Singapore-headquartered Sindicatum is an Asian developer, owner, and operator of clean energy projects. It intends to use the proceeds of the bond to finance renewable energy projects in India, and refinance existing debt.
Norton Rose Fulbright is calling the bond groundbreaking for a number of reasons, including the fact it is the first green bond issued in Indian Rupees by a Singaporean corporate, and the first international green bond issued under both the Association of Southeast Asian Nations’ (ASEAN’s) Green Bond Standards, and the International Capital Market Association’s (ICMA’s) Green Bond Principles.
It is also a debut international green bond in Asia, with a maturity of seven years, the longest dated global INR-denominated bond in Asia by a corporate, and the first international bond guaranteed by GuarantCo.
Dan Metcalfe, a Norton Rose Fulbright partner, comments, “This is a trailblazing deal for the green bond market in Asia. Bringing together market leading debt capital markets and green bond experience enabled us to assist longstanding client GuarantCo on its debut international bond guarantee.”
Norton Rose Fulbright’s leading debt capital markets team has advised on a number of green bond issuances, including the Moroccan Agency for Solar Energy (MASEN), for the first green bond in Morocco.
Dharmendra Kumar, analyst, solar energy department of IHS Markit outlined the scarcity of funding in the solar sector. He tells pv magazine, “If we look at the renewable energy target, India has set the target of 175 GW by 2022. Even though the government has set yearly targets, and also dispensing budget through Central Finance Assistance program, green projects have always been delayed because of insufficient funding.”
Kumar continued, “To overcome this challenge and also get the funding at lower interest rates, Green bonds were introduced in India. Foreign investors with an objective of sustainable and renewable energy investment, are very much interested in India. It’s also a lucrative investment with guaranteed long-term returns for foreign investors.”
“Green bonds also come with the assurity of investment being used only for green projects. At the same time, it is beneficial for India because green bonds comes with low interest rates and long-term repayment scheme,” he added.
Kumar further mentioned that the Indian Railway Finance Corp. has already raised around $500 million with the help of foreign investors, by issuing green bonds in 2017.
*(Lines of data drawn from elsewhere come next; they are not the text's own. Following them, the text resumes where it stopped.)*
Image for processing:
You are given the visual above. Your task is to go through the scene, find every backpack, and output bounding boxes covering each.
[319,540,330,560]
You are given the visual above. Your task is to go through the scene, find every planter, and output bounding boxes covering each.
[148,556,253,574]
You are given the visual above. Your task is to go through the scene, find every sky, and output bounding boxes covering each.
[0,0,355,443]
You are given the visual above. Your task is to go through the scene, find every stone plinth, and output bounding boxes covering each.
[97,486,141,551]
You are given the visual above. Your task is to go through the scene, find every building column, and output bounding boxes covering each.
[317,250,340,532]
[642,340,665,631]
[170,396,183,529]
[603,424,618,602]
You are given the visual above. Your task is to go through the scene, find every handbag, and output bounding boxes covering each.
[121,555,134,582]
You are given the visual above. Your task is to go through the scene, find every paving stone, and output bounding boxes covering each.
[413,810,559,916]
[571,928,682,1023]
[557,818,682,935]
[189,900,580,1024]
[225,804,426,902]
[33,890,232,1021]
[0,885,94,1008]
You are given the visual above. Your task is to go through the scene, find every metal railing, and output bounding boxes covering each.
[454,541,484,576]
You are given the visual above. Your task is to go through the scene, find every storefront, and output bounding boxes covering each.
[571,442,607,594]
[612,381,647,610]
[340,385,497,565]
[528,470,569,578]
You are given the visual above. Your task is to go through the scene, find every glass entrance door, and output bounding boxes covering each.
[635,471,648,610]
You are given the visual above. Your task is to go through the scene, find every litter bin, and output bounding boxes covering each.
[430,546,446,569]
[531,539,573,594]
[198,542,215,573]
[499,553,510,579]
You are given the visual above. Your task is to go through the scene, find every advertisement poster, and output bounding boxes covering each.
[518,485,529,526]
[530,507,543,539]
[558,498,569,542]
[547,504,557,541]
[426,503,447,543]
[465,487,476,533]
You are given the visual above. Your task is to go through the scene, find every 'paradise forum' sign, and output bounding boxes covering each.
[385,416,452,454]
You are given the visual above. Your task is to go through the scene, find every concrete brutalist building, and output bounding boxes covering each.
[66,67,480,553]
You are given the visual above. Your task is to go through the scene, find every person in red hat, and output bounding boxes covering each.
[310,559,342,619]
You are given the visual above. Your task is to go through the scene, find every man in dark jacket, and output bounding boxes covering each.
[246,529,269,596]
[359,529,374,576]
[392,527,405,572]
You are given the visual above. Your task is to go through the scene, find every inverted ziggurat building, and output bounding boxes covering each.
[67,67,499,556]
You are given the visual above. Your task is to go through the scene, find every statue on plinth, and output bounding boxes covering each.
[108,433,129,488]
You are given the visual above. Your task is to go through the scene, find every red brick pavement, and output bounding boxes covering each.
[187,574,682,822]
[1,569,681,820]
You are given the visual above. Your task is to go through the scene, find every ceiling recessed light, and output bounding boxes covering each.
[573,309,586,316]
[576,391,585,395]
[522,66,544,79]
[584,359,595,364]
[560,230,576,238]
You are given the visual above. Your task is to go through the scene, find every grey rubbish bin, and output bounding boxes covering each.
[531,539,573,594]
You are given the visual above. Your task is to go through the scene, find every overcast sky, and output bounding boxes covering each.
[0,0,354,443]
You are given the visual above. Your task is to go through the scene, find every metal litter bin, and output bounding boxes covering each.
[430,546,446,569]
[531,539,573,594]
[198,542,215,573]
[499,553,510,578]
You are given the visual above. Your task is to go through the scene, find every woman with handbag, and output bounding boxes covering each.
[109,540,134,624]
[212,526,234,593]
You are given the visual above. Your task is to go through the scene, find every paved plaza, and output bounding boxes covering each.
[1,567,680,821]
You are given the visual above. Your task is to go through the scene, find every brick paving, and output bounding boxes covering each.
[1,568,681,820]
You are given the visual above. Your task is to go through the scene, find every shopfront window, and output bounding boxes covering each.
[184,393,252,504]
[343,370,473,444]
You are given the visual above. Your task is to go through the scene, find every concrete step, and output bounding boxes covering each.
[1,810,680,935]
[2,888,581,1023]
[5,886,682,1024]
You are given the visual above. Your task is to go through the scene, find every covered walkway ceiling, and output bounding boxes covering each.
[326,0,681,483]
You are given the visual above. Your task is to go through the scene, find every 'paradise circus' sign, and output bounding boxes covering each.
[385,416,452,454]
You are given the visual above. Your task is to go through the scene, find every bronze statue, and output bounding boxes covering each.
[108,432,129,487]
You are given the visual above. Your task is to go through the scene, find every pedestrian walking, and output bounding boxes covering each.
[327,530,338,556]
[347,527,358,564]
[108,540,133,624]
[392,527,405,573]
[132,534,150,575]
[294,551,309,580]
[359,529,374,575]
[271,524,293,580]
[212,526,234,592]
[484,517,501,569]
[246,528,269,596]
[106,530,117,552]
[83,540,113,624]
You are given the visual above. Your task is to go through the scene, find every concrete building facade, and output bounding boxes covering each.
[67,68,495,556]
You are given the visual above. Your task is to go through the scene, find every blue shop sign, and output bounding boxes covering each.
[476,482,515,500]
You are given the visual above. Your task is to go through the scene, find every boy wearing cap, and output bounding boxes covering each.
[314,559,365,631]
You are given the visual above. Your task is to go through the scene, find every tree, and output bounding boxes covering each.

Another Indian solar consultancy firm, Bridge to India has also praised the green bond investment market in India. Vinay Rustagi, MD, Bridge to India told pv magazine, “Green bonds are a very attractive route of raising capital for Indian institutions and developers.
“Worldwide, an increasing amount of capital is being committed to sustainable causes by institutional investors and the green bonds market is growing robustly. For Indian issuers, the benefits of accessing this pool of capital are widening of the investors base as well as reduction in cost of funding.”